Изабель откинулась на мягкую обивку кэба, чувствуя, как привычный стук колес по мостовой постепенно убаюкивает её. В голове все еще пульсировали обрывки разговора с Жаком-Анри.


– Катрин! – воскликнула Изабель, стремительно ворвавшись в свой особняк. Спустя мгновение в дверях появилась заспанная служанка.

– Да, миледи?

– Ты была на казни фаворитки короля, Женевьев де Тревиль? – Изабель откинулась в кресле, небрежно выставив ногу в черном ботфорте. Катрин проворно приблизилась и опустилась у ее ног.
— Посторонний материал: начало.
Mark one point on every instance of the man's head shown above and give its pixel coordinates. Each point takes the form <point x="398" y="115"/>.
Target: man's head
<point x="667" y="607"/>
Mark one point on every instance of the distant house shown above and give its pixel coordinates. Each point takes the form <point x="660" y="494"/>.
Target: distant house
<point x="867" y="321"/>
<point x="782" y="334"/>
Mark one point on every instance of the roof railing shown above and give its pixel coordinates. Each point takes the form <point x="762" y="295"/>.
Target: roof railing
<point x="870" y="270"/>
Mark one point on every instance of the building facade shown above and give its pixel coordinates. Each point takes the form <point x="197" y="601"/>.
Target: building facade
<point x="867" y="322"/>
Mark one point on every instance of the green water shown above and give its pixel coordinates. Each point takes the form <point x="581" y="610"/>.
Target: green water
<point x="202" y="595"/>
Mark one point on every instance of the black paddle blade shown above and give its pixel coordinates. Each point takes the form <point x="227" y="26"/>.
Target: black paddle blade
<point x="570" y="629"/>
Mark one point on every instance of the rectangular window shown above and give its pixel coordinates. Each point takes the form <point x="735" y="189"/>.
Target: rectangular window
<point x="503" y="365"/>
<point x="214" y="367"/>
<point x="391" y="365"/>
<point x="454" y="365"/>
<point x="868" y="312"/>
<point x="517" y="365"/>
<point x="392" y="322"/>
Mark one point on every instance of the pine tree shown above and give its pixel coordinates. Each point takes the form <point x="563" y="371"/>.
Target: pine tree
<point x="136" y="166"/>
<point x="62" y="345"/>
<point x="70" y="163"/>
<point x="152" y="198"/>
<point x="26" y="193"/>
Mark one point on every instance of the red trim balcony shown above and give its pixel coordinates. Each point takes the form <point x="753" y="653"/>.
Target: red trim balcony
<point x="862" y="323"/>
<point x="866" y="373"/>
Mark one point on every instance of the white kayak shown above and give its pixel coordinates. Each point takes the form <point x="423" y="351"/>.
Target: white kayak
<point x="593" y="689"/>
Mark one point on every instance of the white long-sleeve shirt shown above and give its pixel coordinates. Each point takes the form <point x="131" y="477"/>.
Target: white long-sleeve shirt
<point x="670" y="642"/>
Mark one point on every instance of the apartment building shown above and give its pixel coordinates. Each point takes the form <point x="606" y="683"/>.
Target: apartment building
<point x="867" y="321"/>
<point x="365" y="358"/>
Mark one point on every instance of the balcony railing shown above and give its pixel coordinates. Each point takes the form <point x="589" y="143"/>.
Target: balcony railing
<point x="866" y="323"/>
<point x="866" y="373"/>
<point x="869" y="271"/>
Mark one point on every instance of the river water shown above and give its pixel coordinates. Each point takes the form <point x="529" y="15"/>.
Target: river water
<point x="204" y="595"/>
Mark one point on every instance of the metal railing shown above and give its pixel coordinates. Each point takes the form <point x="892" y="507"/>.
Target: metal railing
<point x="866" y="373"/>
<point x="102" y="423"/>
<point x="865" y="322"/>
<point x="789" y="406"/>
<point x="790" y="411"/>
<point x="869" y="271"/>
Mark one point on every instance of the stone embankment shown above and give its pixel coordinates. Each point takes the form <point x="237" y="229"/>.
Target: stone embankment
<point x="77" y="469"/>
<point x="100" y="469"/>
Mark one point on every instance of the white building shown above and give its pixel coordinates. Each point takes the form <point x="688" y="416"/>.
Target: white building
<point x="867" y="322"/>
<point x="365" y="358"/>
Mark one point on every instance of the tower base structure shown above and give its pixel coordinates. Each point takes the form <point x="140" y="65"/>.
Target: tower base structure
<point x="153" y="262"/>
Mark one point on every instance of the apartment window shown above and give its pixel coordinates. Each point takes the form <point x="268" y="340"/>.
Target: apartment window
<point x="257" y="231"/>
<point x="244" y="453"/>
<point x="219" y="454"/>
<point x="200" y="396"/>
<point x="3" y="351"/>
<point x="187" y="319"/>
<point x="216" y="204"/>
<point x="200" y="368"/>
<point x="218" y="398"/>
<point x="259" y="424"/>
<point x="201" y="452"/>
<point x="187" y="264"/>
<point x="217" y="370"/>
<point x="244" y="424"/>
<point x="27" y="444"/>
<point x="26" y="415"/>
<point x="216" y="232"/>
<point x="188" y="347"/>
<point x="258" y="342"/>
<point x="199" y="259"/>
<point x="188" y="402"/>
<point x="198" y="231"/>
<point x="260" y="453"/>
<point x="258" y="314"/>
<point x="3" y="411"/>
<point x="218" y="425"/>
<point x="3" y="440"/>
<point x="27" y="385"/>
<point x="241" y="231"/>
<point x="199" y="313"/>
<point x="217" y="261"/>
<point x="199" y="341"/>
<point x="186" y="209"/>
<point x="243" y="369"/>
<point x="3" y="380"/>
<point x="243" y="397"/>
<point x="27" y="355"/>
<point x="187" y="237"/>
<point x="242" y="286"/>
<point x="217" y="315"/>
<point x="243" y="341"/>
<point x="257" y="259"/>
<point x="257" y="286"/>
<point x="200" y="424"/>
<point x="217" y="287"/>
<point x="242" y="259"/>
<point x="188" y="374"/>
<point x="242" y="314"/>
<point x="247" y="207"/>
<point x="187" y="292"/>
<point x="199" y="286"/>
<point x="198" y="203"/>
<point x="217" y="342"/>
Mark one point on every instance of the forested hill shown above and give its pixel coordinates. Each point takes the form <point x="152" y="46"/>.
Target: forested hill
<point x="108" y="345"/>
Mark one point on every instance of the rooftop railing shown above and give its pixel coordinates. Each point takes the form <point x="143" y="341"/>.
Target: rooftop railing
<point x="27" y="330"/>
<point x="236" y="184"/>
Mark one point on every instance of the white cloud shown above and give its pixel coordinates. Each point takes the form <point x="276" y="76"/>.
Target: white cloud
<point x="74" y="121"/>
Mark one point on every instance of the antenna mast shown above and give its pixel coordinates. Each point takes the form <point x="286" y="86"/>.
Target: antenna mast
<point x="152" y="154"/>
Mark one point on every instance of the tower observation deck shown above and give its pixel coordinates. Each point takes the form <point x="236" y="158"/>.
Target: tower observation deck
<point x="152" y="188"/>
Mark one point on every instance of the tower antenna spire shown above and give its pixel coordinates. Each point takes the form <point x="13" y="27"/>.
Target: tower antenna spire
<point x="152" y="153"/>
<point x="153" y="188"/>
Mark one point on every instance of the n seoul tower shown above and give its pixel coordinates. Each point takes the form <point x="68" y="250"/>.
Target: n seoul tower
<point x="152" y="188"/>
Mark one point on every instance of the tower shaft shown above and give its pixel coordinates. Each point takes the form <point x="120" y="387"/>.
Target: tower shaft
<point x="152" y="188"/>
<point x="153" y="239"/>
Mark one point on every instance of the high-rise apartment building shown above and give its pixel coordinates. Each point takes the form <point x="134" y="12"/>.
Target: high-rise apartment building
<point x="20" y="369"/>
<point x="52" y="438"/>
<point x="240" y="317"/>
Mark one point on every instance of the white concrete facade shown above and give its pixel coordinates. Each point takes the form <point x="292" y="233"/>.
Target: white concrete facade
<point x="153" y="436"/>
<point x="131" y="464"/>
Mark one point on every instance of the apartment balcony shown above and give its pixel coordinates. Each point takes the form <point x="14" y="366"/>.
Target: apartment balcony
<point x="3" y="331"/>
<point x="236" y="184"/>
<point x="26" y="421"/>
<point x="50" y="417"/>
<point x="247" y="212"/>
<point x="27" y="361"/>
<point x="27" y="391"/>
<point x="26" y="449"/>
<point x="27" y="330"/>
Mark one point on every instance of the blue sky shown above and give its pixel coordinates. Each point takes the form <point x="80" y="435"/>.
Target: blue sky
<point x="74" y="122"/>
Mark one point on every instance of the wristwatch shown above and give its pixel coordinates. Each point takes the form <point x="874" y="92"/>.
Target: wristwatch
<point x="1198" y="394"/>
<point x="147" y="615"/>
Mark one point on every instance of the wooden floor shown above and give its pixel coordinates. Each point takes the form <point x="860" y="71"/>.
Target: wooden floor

– Да, миледи, я была там, – произнесла она, освобождая ноги Изабель от сапог. – Я заняла место с самого утра. Площадь кишела народом, все ликовали, и погода стояла дивная.

Изабель раздраженно кивнула головой, словно подгоняя ее.

– И что дальше? – Освободившись от сапог, она устало откинулась в кресле.

– Эта женщина вышла, словно видение, в белом одеянии, какие-то белые ленты змеились в её волосах, огромные серьги сверкали на солнце ослепляя своими бликами, а лицо разукрашено так тщательно, словно она готовилась к балу, а не к смерти, – со смаком рассказывала Катрин. – Видно было, что она изо всех сил старалась предстать во всем своем великолепии, наивно надеясь, что король увидев ее красоту дрогнет, даруя ей помилование.